MAIS QUE OUVIR: ESCUTAR
– REFLEXÕES SOBRE EDUCAÇÃO MÚSICAL NA PRIMEIRA INFÂNCIA –
Carolina Platero Martinelli, professora de música da Escola Primeira.
Formato: Comunicação Científica
Eixo temático: Arte-educação
Resumo
Por meio deste breve relato pretendo apresentar algumas ideias que
embasaram o trabalho educativo com as crianças da Escola Primeira no ano
letivo de 2013. Trago algumas reflexões que nortearam todo o projeto pedagógico
musical ao longo do ano. Pretendo falar da música como linguagem e como canal
de comunicação entre as crianças e das crianças com os adultos. Seu
aprendizado propicia o desenvolvimento expressivo e cognitivo de bebês e
crianças. Meu intuito é pensar acerca destas duas palavras tão caras ao ensino e
ao fazer musical: escuta e canto. Por meio delas, meu desejo é trabalhar o
aprendizado de uma audição inteligente e do desenvolvimento da fala, da voz
ativa e pensante de cada criança.
Palavras-chave:
Música, expressão, comunicação, escuta, infância e pensamento crítico.
Problema
Acredito que estamos vivendo uma época em que os sentidos são
constantemente “bombardeados” com estímulos sonoros e visuais.

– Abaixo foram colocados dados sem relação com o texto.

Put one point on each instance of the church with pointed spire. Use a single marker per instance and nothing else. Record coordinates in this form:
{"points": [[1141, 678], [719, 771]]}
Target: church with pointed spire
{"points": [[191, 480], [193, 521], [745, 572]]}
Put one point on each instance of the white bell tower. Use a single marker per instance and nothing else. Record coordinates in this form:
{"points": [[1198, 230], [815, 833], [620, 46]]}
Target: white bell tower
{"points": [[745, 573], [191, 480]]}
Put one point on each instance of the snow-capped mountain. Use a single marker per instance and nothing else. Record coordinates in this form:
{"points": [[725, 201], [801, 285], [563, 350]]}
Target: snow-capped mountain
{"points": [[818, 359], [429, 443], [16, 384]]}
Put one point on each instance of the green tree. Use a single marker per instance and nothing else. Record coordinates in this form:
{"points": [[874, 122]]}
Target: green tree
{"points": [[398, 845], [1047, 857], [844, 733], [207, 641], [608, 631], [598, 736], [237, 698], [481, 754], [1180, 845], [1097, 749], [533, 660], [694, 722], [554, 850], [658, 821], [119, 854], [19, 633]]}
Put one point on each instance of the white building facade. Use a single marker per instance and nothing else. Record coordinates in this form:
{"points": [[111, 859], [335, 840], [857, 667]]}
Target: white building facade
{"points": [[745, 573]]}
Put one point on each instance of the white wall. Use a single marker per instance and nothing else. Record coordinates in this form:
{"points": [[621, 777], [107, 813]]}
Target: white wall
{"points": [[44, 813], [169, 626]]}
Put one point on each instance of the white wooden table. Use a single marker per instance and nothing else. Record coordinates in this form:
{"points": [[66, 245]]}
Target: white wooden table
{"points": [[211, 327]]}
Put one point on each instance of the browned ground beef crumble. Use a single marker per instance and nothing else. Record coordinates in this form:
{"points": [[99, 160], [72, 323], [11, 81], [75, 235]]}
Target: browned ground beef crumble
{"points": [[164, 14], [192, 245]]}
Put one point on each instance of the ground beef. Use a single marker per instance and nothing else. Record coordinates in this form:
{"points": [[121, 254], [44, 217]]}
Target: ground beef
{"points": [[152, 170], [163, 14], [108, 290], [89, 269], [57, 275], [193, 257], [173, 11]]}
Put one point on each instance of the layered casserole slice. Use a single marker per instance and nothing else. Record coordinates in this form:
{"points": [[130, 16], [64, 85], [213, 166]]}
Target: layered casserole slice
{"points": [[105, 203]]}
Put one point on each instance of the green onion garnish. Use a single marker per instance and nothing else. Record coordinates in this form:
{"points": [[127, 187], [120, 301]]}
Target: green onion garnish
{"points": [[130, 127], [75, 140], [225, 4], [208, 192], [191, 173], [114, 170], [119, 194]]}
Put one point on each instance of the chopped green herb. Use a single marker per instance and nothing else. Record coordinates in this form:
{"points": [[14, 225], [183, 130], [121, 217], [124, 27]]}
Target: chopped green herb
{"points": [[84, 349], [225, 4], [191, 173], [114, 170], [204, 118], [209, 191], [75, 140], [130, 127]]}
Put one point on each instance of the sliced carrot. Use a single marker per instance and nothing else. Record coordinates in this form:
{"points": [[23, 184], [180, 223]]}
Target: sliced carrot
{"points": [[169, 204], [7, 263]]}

Absolutamente imersos em um universo saturado de imagem e som, as crianças
do século XXI já nascem em meio à explosão viso-sonora oferecida pela
televisão, pelo cinema, pela propaganda, pelos computadores e jogos virtuais.
Grande parte das nossas crianças brasileiras que vivem nos grandes centros
urbanos habita um cotidiano repleto dos mais diferentes tipos de som e imagem.
O corpo das crianças está sendo formado neste contexto de hiperestimulação
sensorial, numa velocidade assombrosa. A sensação de falta de tempo e de
impaciência parece aumentar a cada dia, nas grandes cidades, chegando até as
próprias crianças. Vivemos uma espécie de aceleração interna, que faz com que
não consigamos nos debruçar sobre um assunto que demande um pouco mais de
tempo que um jogo eletrônico, ou um comando efetuado por computador.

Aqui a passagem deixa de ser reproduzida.